Mueller, Benjamin
(2015)
At cold war’s end: complexity, causes, and counterfactuals.
PhD thesis, London School of Economics and Political Science.
Abstract
What caused the Cold War to end? In the following I examine the puzzle of the fast and peaceful conclusion of the bipolar superpower standoff, and point out the problems this creates for the study of International Relations (IR). I discuss prevailing explanations and point out their gaps, and offer the framework of complexity theory as a suitable complement to overcome the blind spots in IR’s reductionist methodologies. I argue that uncertainty and unpredictability are rooted in an international system that is best viewed as non-linear.

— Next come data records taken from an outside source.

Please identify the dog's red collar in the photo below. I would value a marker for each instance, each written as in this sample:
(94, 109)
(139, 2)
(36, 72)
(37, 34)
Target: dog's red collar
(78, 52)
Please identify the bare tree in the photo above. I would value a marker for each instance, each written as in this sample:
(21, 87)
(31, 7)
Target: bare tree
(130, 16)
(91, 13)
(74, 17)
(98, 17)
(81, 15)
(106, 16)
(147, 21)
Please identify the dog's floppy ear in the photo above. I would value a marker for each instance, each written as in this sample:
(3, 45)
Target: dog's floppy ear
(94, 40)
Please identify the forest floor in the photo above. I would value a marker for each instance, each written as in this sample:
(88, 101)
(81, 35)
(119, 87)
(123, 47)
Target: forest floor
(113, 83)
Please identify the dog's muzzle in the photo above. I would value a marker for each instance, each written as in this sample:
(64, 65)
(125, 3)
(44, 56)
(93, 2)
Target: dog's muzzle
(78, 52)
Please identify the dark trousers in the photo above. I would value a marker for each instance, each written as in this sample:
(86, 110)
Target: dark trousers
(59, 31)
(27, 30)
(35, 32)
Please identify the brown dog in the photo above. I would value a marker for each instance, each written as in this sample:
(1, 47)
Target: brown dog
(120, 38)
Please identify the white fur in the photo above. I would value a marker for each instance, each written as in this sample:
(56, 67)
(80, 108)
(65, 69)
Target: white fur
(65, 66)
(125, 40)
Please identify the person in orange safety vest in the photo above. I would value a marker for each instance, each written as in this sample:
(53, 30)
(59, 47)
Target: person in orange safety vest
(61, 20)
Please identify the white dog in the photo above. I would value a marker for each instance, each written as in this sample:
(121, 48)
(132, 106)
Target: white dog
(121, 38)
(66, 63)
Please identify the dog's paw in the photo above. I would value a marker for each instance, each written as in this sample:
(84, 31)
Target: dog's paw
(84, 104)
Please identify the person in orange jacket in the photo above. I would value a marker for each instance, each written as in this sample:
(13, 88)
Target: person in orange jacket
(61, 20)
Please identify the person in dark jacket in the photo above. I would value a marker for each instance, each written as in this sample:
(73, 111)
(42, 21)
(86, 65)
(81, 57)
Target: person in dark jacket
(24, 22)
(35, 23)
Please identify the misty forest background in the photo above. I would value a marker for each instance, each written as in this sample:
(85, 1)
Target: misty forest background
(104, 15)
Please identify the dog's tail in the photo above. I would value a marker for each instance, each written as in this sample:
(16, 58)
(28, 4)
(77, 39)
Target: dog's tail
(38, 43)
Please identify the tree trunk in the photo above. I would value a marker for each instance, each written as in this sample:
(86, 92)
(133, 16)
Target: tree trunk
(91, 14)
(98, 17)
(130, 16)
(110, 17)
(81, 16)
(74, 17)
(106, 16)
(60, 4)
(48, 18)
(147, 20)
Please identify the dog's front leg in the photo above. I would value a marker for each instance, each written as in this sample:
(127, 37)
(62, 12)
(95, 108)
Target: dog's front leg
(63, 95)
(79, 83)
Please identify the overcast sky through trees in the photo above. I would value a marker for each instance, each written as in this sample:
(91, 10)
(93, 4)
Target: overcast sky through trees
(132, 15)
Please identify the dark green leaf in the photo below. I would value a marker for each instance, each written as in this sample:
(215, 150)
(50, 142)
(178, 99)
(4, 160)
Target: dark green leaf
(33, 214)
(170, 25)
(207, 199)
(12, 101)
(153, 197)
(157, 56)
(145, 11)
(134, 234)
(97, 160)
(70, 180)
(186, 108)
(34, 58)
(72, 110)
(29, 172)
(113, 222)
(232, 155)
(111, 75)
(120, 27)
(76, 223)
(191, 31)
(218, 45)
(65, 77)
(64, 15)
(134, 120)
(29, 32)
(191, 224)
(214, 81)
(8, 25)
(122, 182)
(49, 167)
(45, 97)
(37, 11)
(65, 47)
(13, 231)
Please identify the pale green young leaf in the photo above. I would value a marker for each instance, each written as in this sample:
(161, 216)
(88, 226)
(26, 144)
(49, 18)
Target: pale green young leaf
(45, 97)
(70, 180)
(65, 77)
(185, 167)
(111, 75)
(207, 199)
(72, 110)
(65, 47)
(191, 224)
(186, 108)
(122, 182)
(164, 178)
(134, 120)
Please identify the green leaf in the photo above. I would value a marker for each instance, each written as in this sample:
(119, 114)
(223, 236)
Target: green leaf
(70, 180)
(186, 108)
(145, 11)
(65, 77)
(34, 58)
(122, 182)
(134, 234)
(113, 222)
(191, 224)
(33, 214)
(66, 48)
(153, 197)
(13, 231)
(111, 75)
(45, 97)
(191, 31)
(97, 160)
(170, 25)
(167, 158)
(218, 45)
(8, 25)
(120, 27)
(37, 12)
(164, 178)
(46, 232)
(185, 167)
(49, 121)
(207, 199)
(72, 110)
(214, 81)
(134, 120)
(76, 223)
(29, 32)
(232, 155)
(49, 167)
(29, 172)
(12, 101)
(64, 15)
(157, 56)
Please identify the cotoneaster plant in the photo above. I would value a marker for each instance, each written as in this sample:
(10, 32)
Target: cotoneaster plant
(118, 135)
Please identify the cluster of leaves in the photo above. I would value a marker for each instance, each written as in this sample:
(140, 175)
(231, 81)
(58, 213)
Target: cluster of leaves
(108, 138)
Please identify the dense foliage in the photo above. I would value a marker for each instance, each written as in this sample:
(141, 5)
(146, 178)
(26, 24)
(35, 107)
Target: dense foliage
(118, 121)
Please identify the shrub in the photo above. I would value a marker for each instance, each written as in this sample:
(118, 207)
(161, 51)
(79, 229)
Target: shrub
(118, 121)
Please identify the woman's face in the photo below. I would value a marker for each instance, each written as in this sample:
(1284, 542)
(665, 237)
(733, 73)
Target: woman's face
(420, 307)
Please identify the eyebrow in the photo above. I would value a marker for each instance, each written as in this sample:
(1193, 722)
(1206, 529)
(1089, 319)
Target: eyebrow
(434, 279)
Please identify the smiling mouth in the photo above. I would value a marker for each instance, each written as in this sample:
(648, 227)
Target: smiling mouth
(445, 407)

My analysis of the end of the Cold War proceeds with counterfactual investigations of leaders’ foreign policy choices. This helps produce a more fine-grained understanding of the manifold, dense interactive causal effects that abound in the international arena. I find that various choices made by four key international leaders in the 1980s – Ronald Reagan, George Shultz, Mikhail Gorbachev and George H. W. Bush – contributed to the rapid and unexpected end of the Cold War in various ways. While such leadership effects need to be
offset against the wider structural context within which politicians operate, it is mistaken to exclude individual leaders and their key associates from the study of IR. I conclude that deterministic analyses fail to account for the independent causal wellspring provided by reflexive, conscious human agency. Complexity theory and counterfactuals can help identify the scope and limits of leaders’ influence on international affairs.